Placental sFLT1 is associated with complement activation and syncytiotrophoblast damage in preeclampsia.

The immune complement system protects against pathogens; however, excess activation results in disease like hemolytic uremic syndrome, a clinical imitator of preeclampsia. Vascular endothelial factor (VEGF) protects against aberrant complement activation and is inhibited by soluble fms-like tyrosine kinase-1 (sFLT1) in other organs. We hypothesize that sFLT1 promotes complement-mediated placental damage through VEGF inhibition in preeclampsia. Objective: Quantify placental complement activity and sFLT1 expression in preeclampsia, and the subgroup of preeclampsia with hemolysis elevated liver enzymes low platelets (HELLP) syndrome.

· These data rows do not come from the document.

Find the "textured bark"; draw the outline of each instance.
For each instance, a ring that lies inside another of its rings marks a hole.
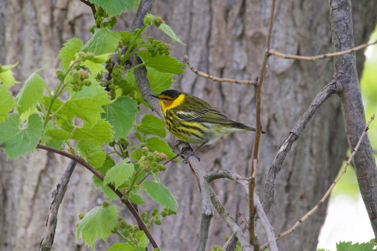
[[[365,43],[375,25],[377,2],[354,1],[352,9],[355,44]],[[178,0],[158,2],[152,13],[161,16],[188,46],[176,43],[171,54],[183,60],[186,54],[199,70],[214,76],[254,80],[262,61],[270,3]],[[128,30],[134,14],[126,11],[116,28]],[[15,76],[23,82],[45,65],[41,75],[51,88],[56,87],[55,60],[65,41],[74,37],[84,42],[91,34],[93,20],[90,8],[79,1],[0,1],[0,63],[20,63]],[[170,41],[161,30],[149,33]],[[327,3],[288,0],[278,1],[271,47],[284,53],[309,55],[331,51],[331,30]],[[357,70],[362,69],[362,52],[356,53]],[[262,197],[264,183],[275,154],[312,99],[329,82],[333,61],[298,61],[271,57],[262,90],[264,130],[257,175],[257,192]],[[360,74],[359,74],[359,75]],[[188,71],[177,78],[173,87],[209,101],[230,118],[254,125],[254,88],[219,83]],[[20,87],[14,88],[15,93]],[[276,181],[275,203],[269,214],[276,233],[287,229],[313,207],[332,181],[345,156],[347,143],[340,102],[333,97],[320,107],[294,144]],[[207,170],[227,169],[242,175],[250,172],[254,135],[240,133],[223,137],[199,153]],[[6,161],[0,155],[0,249],[35,250],[43,237],[51,193],[68,160],[35,151],[26,160]],[[163,221],[152,233],[163,249],[193,250],[199,233],[201,198],[189,167],[173,163],[161,180],[172,191],[179,214]],[[58,214],[53,248],[86,250],[75,241],[79,213],[98,205],[104,197],[92,184],[92,175],[79,166],[71,178]],[[216,180],[215,192],[231,215],[247,214],[247,198],[241,187],[228,180]],[[126,218],[130,214],[115,202]],[[141,207],[150,210],[149,202]],[[326,205],[290,236],[278,242],[280,250],[313,250],[326,214]],[[207,249],[221,245],[231,233],[215,213],[210,227]],[[262,231],[259,231],[261,233]],[[303,237],[305,237],[305,239]],[[302,240],[305,239],[305,241]],[[263,239],[261,240],[263,242]],[[108,242],[120,241],[116,237]],[[108,246],[100,242],[98,250]]]

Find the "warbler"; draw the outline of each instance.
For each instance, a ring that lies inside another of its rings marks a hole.
[[[170,90],[150,96],[158,99],[164,122],[170,133],[187,143],[201,144],[194,152],[225,134],[256,131],[231,120],[204,100],[188,93]]]

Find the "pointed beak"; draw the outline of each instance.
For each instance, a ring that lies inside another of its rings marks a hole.
[[[160,97],[158,96],[158,95],[155,95],[155,94],[150,94],[149,96],[155,97],[156,99],[160,99]]]

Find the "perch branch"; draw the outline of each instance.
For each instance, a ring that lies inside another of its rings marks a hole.
[[[339,56],[342,56],[342,55],[344,55],[349,53],[351,53],[351,52],[354,52],[357,50],[366,48],[371,45],[373,45],[373,44],[377,44],[377,40],[368,43],[367,44],[362,44],[361,45],[359,45],[358,46],[354,47],[354,48],[348,50],[345,50],[341,52],[336,52],[328,53],[326,54],[318,55],[317,56],[313,56],[284,54],[282,53],[280,53],[278,52],[277,52],[272,49],[268,49],[268,50],[267,51],[267,53],[270,55],[273,55],[276,56],[277,57],[281,58],[282,58],[296,59],[299,60],[306,60],[307,61],[316,61],[316,60],[318,60],[321,59],[325,59],[325,58],[329,58],[337,57]]]
[[[366,126],[365,126],[365,128],[364,129],[364,131],[363,131],[363,133],[362,134],[361,136],[360,136],[360,138],[359,140],[359,141],[357,142],[357,144],[356,145],[356,146],[355,147],[355,149],[354,149],[353,151],[352,152],[352,154],[351,155],[349,156],[349,158],[348,158],[348,160],[347,161],[347,162],[346,163],[346,164],[344,166],[342,169],[342,171],[340,172],[340,173],[339,175],[335,180],[334,180],[333,183],[330,186],[328,189],[326,191],[326,192],[325,193],[325,195],[323,196],[322,198],[315,205],[311,210],[308,212],[305,215],[304,215],[301,219],[300,219],[297,222],[294,224],[292,226],[292,227],[287,230],[284,233],[280,234],[277,236],[275,238],[275,240],[276,241],[279,240],[281,238],[283,238],[284,236],[287,236],[288,234],[289,234],[293,232],[296,228],[297,228],[305,220],[307,219],[313,213],[315,212],[320,207],[322,206],[322,205],[323,204],[323,202],[326,200],[327,197],[330,195],[330,193],[331,191],[332,191],[334,187],[336,184],[336,183],[339,181],[340,178],[343,176],[343,175],[344,175],[345,172],[347,170],[347,168],[348,167],[349,164],[351,163],[351,161],[353,159],[354,157],[355,157],[355,155],[356,154],[356,153],[357,151],[357,149],[359,149],[359,147],[360,146],[362,141],[363,140],[363,138],[364,138],[364,136],[366,134],[366,131],[368,130],[369,129],[369,125],[370,125],[371,122],[374,119],[374,114],[373,114],[371,118],[371,119],[369,120],[369,122],[366,124]],[[261,248],[261,249],[262,250],[264,250],[266,248],[267,248],[270,246],[270,243],[266,243],[263,245]]]
[[[188,57],[186,55],[185,55],[184,60],[185,62],[187,63],[187,65],[188,65],[188,67],[190,68],[190,70],[199,77],[202,77],[205,78],[207,78],[208,79],[211,79],[211,80],[218,82],[228,82],[228,83],[234,83],[241,85],[255,85],[257,83],[256,81],[252,81],[251,80],[238,80],[230,78],[221,78],[214,77],[202,71],[199,71],[194,68],[190,64],[190,62],[188,62]]]

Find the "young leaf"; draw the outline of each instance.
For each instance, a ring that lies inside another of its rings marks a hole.
[[[101,167],[105,161],[106,153],[102,151],[99,143],[93,139],[81,140],[75,148],[81,157],[93,167]]]
[[[8,113],[17,105],[8,89],[6,86],[0,85],[0,123],[8,117]]]
[[[0,83],[3,83],[8,88],[11,87],[15,84],[20,84],[20,82],[14,79],[13,76],[14,73],[11,70],[18,64],[18,62],[17,62],[14,64],[3,65],[0,67]]]
[[[176,58],[166,55],[157,55],[151,58],[144,62],[146,66],[161,71],[168,72],[180,75],[185,72],[181,69],[187,66],[187,64],[181,63]]]
[[[29,116],[22,128],[19,125],[20,117],[15,113],[0,123],[0,143],[8,160],[32,152],[42,135],[42,118],[37,114]]]
[[[110,17],[120,15],[126,9],[133,10],[137,6],[136,0],[90,0],[106,10]]]
[[[78,38],[74,38],[67,40],[67,42],[63,44],[59,55],[56,59],[62,59],[60,65],[63,66],[63,69],[68,71],[69,65],[72,61],[76,59],[76,54],[80,51],[83,47],[83,41]]]
[[[67,114],[72,118],[76,116],[92,125],[104,112],[101,106],[111,103],[103,87],[97,85],[83,86],[82,90],[74,93],[64,102],[59,113]]]
[[[112,1],[108,2],[111,3]],[[118,32],[112,31],[106,27],[96,29],[94,35],[85,44],[81,51],[93,52],[96,56],[113,53],[119,45],[120,40],[120,35]]]
[[[172,148],[166,142],[158,137],[152,137],[147,140],[147,144],[146,146],[151,152],[157,151],[160,152],[163,152],[167,155],[168,158],[173,158],[175,155],[173,152]]]
[[[141,183],[141,187],[151,199],[169,209],[176,211],[177,201],[162,184],[144,180]]]
[[[35,107],[42,100],[46,84],[43,79],[36,75],[38,71],[30,75],[16,96],[16,102],[19,106],[17,110],[20,115]]]
[[[116,224],[118,210],[114,206],[97,207],[88,212],[77,226],[76,239],[81,239],[88,247],[95,250],[94,242],[102,238],[105,242]]]
[[[110,246],[107,251],[132,251],[133,250],[133,247],[128,243],[115,243]]]
[[[161,137],[166,136],[164,122],[152,114],[145,114],[140,124],[135,126],[135,128],[136,131],[144,134],[153,134]]]
[[[120,97],[110,105],[103,107],[104,113],[101,118],[106,119],[112,126],[114,137],[126,138],[132,125],[136,121],[136,114],[138,110],[136,103],[127,97]]]
[[[103,180],[104,185],[111,183],[114,185],[115,189],[117,189],[119,186],[129,179],[135,170],[133,164],[127,163],[129,161],[129,158],[126,158],[109,169],[106,172],[105,179]]]
[[[177,37],[177,35],[174,33],[174,32],[173,31],[173,30],[172,29],[172,28],[169,25],[164,23],[162,23],[160,25],[159,27],[158,27],[158,29],[162,30],[162,31],[166,33],[168,36],[172,38],[173,43],[174,43],[175,41],[176,41],[183,45],[187,45],[187,44],[182,42]]]
[[[89,123],[84,122],[82,127],[76,128],[73,133],[73,138],[78,141],[81,139],[93,138],[100,143],[110,141],[113,132],[112,126],[104,119],[98,120],[97,123],[91,127]]]

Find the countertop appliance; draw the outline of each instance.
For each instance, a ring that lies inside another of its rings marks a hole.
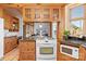
[[[60,52],[65,54],[65,55],[78,59],[78,48],[61,44]]]
[[[57,61],[57,40],[37,39],[36,40],[37,61]]]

Methods: Placental complement activation marker C4d, membrane attack complex (MAC), and sFLT1 expression was quantified using immunofluores cence microscopy. Results: Placentas from 18 controls, 25 preeclampsia, including 6 cases of HELLP syndrome were identified. Placental C4d expression was greater in PE (median 6.4 [IQR: 5.1, 8.3]) compared to controls (4.4 [3.6, 5.5]; p = 0.003). MAC expression was also increased in preeclampsia compared to controls (6.5 [5.8, 8.7]; 5.4 [2.9, 5.9], p = 0.001). Placental sFLT1 expression was also higher in preeclampsia (p <0.0001). C4d and MAC were strongly correlated with sFLT1 levels in the placenta (R = 0.72; p < 0.0001 and R = 0.59; p = 0.01, respectively). Complement and sFLT1 expression was elevated in HELLP compared to preeclampsia without laboratory abnormalities, but this difference did not reach statistical significance. Conclusion: Increased placental complement activation and damage was seen in preeclampsia and correlates with sFLT1 expression. Our findings support the importance of the complement pathway in preeclampsia.